Several limitations of our study should be considered. First, there are limitations of retrospective studies such as ours. For example, the indications for salbutamol and the dose given were not controlled because our study was retrospective. Indeed, previous studies suggest even the high dose we defined (average of 3.7 mg/day) may be inadequate to attempt to increase alveolar fluid clearance. An alveolar concentration of 10-6 M of salmeterol was associated with increased alveolar fluid clearance in an ex vivo human lung study [19]. An average dose of 3.5 ± 2.6 mg of albuterol in the previous 6 hours was associated with alveolar edema albuterol levels of 10-6 M in patients who had ALI [27]. The intravenous dose Perkins and colleagues [23] reported is approximately ten-fold greater than our inhaled high dose threshold. A second limitation of our study is that other medications that can affect alveolar fluid clearance (such as infused catecholamines, diuretics, and corticosteroids) were not measured. However, Ware and Matthay [6] did not find a significant association between these medications and rate of edema fluid clearance. Therefore, these three medications may not have had a significant influence on alveolar fluid clearance in our patients. A third limitation is that our study was an association study that did not address mechanisms of improvement.

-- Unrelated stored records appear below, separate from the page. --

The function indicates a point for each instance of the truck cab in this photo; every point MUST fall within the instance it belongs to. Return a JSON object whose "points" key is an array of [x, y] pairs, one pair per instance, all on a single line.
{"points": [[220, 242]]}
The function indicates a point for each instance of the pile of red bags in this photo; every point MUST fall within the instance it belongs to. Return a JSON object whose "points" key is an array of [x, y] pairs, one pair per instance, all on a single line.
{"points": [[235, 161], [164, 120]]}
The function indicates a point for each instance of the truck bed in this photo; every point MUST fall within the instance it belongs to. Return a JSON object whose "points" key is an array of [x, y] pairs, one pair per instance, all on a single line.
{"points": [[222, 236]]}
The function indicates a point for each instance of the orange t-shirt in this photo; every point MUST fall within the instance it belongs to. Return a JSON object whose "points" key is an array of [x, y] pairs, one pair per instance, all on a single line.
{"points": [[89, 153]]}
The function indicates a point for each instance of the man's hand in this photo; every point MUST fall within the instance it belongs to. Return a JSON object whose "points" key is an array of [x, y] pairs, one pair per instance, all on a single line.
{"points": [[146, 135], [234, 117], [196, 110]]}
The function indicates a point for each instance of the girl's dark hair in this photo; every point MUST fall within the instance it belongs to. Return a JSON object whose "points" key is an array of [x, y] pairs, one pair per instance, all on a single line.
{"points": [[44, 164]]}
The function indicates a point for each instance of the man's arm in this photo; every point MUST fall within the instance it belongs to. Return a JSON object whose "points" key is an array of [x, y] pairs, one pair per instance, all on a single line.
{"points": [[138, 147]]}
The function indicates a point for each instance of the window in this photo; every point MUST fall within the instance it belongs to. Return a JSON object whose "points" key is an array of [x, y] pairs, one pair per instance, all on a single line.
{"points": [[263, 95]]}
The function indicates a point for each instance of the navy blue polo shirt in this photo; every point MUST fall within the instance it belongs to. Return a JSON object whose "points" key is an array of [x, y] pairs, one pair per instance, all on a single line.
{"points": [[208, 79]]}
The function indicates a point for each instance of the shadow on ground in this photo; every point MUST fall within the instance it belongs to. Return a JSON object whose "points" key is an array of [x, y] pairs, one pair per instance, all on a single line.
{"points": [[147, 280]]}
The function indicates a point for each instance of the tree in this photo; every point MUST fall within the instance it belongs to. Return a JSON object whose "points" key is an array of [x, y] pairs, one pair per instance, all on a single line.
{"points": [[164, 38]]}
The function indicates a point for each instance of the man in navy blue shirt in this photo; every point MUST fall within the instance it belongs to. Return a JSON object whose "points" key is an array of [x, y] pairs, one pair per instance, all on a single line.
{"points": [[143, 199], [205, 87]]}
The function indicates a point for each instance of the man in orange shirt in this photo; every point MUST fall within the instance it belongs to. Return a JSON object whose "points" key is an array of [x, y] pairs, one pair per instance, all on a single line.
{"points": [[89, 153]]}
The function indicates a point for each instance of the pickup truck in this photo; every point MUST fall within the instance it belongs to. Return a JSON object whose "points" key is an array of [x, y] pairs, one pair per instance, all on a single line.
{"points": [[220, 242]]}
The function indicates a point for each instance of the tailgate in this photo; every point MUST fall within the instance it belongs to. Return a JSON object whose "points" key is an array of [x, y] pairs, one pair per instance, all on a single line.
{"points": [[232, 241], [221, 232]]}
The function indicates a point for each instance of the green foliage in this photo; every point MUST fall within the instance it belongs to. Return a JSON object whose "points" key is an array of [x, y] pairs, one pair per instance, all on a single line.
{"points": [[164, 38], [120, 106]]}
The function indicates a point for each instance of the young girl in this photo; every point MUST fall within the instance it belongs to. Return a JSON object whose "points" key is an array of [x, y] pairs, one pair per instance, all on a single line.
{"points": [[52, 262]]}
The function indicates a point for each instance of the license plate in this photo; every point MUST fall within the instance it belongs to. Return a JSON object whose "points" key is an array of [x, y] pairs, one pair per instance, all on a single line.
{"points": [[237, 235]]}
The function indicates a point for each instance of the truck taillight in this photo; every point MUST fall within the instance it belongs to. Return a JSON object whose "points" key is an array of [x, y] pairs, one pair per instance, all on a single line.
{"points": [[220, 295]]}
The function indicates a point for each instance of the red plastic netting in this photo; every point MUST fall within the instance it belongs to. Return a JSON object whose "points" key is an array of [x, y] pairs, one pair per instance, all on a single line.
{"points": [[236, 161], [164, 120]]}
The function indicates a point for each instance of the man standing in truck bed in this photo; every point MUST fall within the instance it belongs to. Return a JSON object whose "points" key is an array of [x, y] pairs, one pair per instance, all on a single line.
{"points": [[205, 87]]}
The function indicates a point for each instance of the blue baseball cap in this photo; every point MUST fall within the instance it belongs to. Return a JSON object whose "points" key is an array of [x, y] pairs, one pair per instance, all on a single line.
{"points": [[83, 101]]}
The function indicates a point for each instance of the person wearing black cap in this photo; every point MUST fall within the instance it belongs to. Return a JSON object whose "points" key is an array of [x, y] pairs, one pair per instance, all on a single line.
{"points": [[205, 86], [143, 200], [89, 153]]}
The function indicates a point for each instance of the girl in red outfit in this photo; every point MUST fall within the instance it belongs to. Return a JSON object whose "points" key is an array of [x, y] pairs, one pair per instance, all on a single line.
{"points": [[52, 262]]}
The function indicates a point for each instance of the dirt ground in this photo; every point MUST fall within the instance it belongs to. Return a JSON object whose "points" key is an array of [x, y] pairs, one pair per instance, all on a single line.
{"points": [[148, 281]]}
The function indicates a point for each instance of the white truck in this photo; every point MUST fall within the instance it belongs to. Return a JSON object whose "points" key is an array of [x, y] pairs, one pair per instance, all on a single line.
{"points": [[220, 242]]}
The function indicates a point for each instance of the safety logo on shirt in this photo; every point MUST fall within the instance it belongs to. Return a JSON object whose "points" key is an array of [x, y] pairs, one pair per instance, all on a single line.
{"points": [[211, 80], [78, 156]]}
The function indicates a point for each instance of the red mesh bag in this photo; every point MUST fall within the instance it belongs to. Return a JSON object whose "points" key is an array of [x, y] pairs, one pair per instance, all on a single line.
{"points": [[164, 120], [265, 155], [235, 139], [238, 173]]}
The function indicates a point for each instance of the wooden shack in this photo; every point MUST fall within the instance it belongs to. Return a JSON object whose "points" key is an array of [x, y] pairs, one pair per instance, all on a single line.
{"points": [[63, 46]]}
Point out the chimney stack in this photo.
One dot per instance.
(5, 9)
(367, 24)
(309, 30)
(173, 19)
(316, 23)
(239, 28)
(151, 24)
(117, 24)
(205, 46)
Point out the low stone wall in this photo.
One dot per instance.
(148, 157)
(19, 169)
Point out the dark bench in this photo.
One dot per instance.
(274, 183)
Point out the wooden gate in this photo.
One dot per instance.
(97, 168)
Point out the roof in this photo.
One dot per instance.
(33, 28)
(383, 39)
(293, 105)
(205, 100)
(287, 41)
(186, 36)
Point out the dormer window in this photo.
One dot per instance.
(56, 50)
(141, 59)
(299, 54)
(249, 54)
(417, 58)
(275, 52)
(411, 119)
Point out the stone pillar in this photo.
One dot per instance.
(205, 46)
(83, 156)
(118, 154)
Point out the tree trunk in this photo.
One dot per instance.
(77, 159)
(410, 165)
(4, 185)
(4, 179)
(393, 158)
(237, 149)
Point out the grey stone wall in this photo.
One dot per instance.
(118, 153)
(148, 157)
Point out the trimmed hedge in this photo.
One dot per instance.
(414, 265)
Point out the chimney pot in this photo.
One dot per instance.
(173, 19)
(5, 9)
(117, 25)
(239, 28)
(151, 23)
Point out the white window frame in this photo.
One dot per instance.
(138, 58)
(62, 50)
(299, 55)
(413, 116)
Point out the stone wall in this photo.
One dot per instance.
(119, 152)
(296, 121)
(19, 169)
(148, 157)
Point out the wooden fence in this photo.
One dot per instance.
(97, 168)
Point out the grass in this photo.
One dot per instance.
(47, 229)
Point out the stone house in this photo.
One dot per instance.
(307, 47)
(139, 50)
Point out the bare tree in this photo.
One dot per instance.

Finally, there were differences between the two dose groups in age and history of COPD, asthma and/or smoking, which could confound the association we found between the high dose of salbutamol and more days alive and free of ALI. To address this limitation, we did a multivariate analysis to adjust for differences in baseline characteristics. Importantly, the higher salbutamol dose remained independently associated with significantly more days alive and free of ALI even after multivariate analysis adjustment of baseline characteristics.

Conclusion

This preliminary retrospective study demonstrates for the first time that the aerosolized β2 agonist salbutamol at a dose greater than 2.2 mg/day (average dose of 3.72 mg/day) given to mechanically ventilated patients with ALI was associated with more days alive and free of ALI. This possible beneficial association requires prospective studies, such as a rigorous randomized controlled trial, to determine whether inhaled β2 agonists improve relevant outcomes of ALI.

Key messages

  • β2 agonists have several properties that could be beneficial in ALI, including improving respiratory mechanics, reducing inflammation and increasing edema clearance.

  • To date there have been no published studies examining the effect of β2 agonists on outcome from ALI.

  • This retrospective study demonstrates an improved outcome from ALI with higher doses (average 3.72 mg/day) of inhaled salbutamol.

  • A prospective randomized controlled trial examining the effect of β2 agonists on outcome from acute lung injury is required.